Michael, as I understand it, you agree that exchange in
essentially the exchange of equivalents.

However, you argue that, in the performance of the
circulation activities of buying and selling, accounting, etc.
we actually have "production", not exchange - if the
following conditions are fulfilled: (1) the work is done
by wage-labor, (2) in a formally and really subordinated
labor process,
(3) which produces a profit for commercial capitalists.

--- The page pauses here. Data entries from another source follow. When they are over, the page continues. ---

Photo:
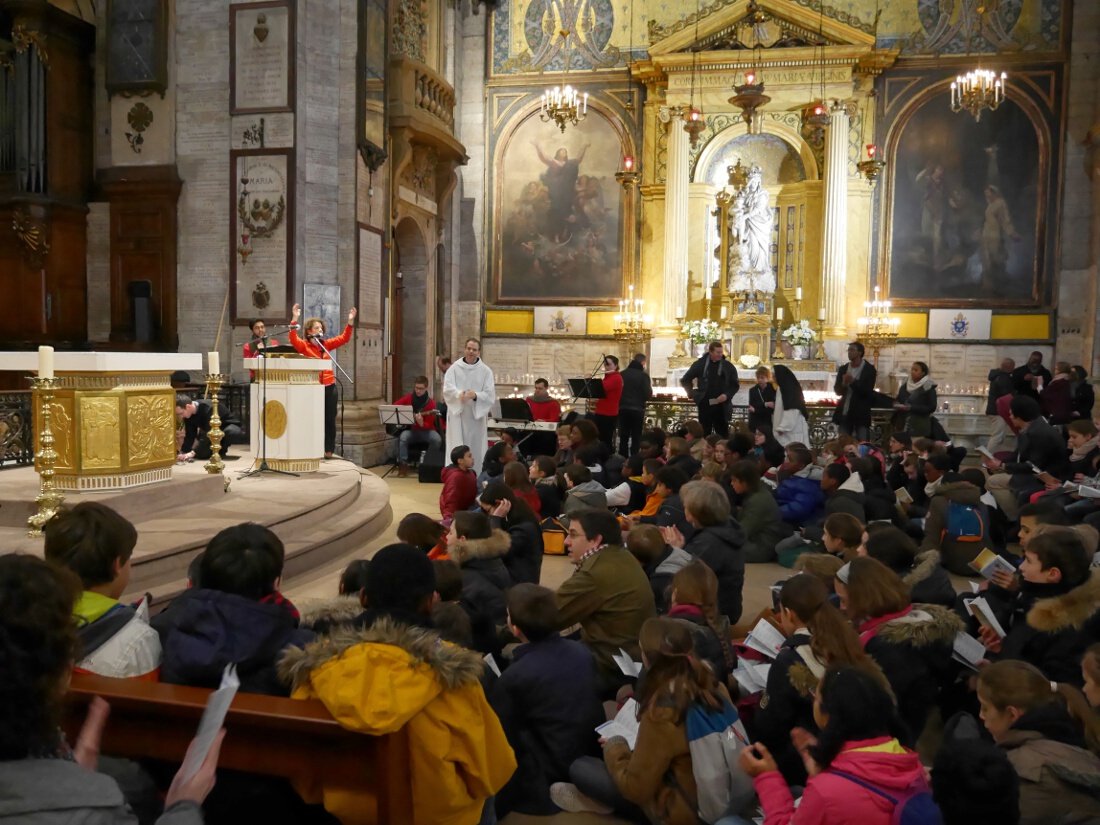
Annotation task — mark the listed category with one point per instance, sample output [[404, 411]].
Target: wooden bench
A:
[[266, 735]]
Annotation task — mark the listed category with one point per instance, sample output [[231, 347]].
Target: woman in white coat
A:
[[789, 418]]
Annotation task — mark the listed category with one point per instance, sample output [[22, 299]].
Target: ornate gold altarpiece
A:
[[113, 416]]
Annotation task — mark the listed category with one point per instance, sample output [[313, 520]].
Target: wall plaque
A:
[[261, 62], [262, 240]]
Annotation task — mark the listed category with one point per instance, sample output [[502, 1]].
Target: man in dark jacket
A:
[[547, 702], [1030, 378], [196, 417], [637, 389], [716, 383], [226, 619], [1040, 447], [855, 384]]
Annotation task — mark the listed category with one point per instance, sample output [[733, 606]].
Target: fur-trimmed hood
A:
[[1068, 611], [328, 613], [453, 667], [924, 626], [495, 547]]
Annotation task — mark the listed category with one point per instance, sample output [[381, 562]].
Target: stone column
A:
[[675, 217], [835, 232]]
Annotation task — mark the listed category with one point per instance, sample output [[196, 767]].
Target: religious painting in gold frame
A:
[[563, 230], [971, 206]]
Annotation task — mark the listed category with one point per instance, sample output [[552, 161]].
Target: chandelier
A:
[[631, 326], [564, 106], [977, 90], [878, 329]]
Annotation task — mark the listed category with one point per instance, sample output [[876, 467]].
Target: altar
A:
[[112, 416]]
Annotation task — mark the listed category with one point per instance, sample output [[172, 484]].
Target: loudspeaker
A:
[[431, 466]]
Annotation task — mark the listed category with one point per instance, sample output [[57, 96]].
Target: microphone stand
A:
[[320, 342], [261, 430]]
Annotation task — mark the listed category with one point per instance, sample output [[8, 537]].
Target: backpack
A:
[[912, 806], [964, 523], [553, 536], [715, 739]]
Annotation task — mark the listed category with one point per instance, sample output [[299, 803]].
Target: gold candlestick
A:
[[215, 464], [820, 351], [680, 352], [48, 498]]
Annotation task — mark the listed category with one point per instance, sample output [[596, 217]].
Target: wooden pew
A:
[[266, 735]]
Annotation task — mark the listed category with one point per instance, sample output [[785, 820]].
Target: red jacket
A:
[[311, 350], [429, 421], [460, 491], [545, 410], [613, 388], [833, 800]]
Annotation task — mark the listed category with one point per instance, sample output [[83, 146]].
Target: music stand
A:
[[395, 415], [515, 409]]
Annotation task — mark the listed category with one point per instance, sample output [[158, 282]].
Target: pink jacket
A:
[[833, 800]]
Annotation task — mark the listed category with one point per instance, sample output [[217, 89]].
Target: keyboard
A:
[[524, 426]]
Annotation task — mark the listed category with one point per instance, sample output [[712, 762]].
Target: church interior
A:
[[560, 179]]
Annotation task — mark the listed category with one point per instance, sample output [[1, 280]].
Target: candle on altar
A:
[[45, 362]]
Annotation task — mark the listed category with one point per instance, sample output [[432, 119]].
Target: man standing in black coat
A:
[[1038, 447], [196, 417], [1030, 378], [855, 384], [717, 384], [637, 389]]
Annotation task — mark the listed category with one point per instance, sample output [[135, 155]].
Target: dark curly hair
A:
[[37, 645]]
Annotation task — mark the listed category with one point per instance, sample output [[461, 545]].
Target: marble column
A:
[[675, 217], [835, 232]]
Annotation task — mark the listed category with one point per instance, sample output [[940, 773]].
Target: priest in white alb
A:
[[470, 392]]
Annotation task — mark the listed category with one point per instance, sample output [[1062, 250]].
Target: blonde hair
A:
[[1015, 683]]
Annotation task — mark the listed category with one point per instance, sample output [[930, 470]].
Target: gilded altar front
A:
[[112, 416]]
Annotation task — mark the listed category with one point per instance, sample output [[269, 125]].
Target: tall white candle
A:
[[45, 362]]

I agree that the commercial labor process is characterized
by these features, but according to Marx, these features
do not turn circulation into production, or production
functions into circulation functions. As long as the
functions performed by commercial wage-laborers are
buying and selling, etc., i.e. carrying out the exchange of
equivalent values, then their labor does not produce
additional value. The fact that these functions are
performed by wage-laborers does not convert them from
unproductive functions to productive functions. Marx on
this point:

An illusion is introduced here by the function of
merchant's capital. But, without going into further
detail, this much is clear from the start: if we have a
function which, although in and for itself
unproductive, is nevertheless a necessary moment
of reproduction, then when this is transformed, through
the division of labor, from the secondary activity of
many into the exclusive activity of a few,
into their special business, this does not change the
character of the function itself.

[The commercial wage-laborer] performs a
necessary function, because the reproduction process itself
includes unproductive functions. He works as well as the next
man, but the content of his labor creates neither value nor
products. He is himself part of the faux frais of production.
His usefulness does not lie in transforming an unproductive
function into a productive one, or unproductive labor into
productive labor. (C.II. 209-10)

Now it is of course true that commercial capitalists make
a profit. How does this happen? Marx called attention to this
question in Chapter 5 of Volume 1 (p. 266-67 of the
Penguin edition) and answered it in Chapter 17 of
Volume, according to which the profit appropriated by
commercial capitalists is part of the surplus-value
produced by productive labor (not by commercial wage-
labor). In Chapter 17, Marx explained the pricing
mechanism through which commercial capitalists are able
to make this appropriation through the difference
between "producer" prices and "final sales" prices
because the value produced by productive labor is only
partially realized in the price at which the industrial
capitalist sells to the commercial capitalist.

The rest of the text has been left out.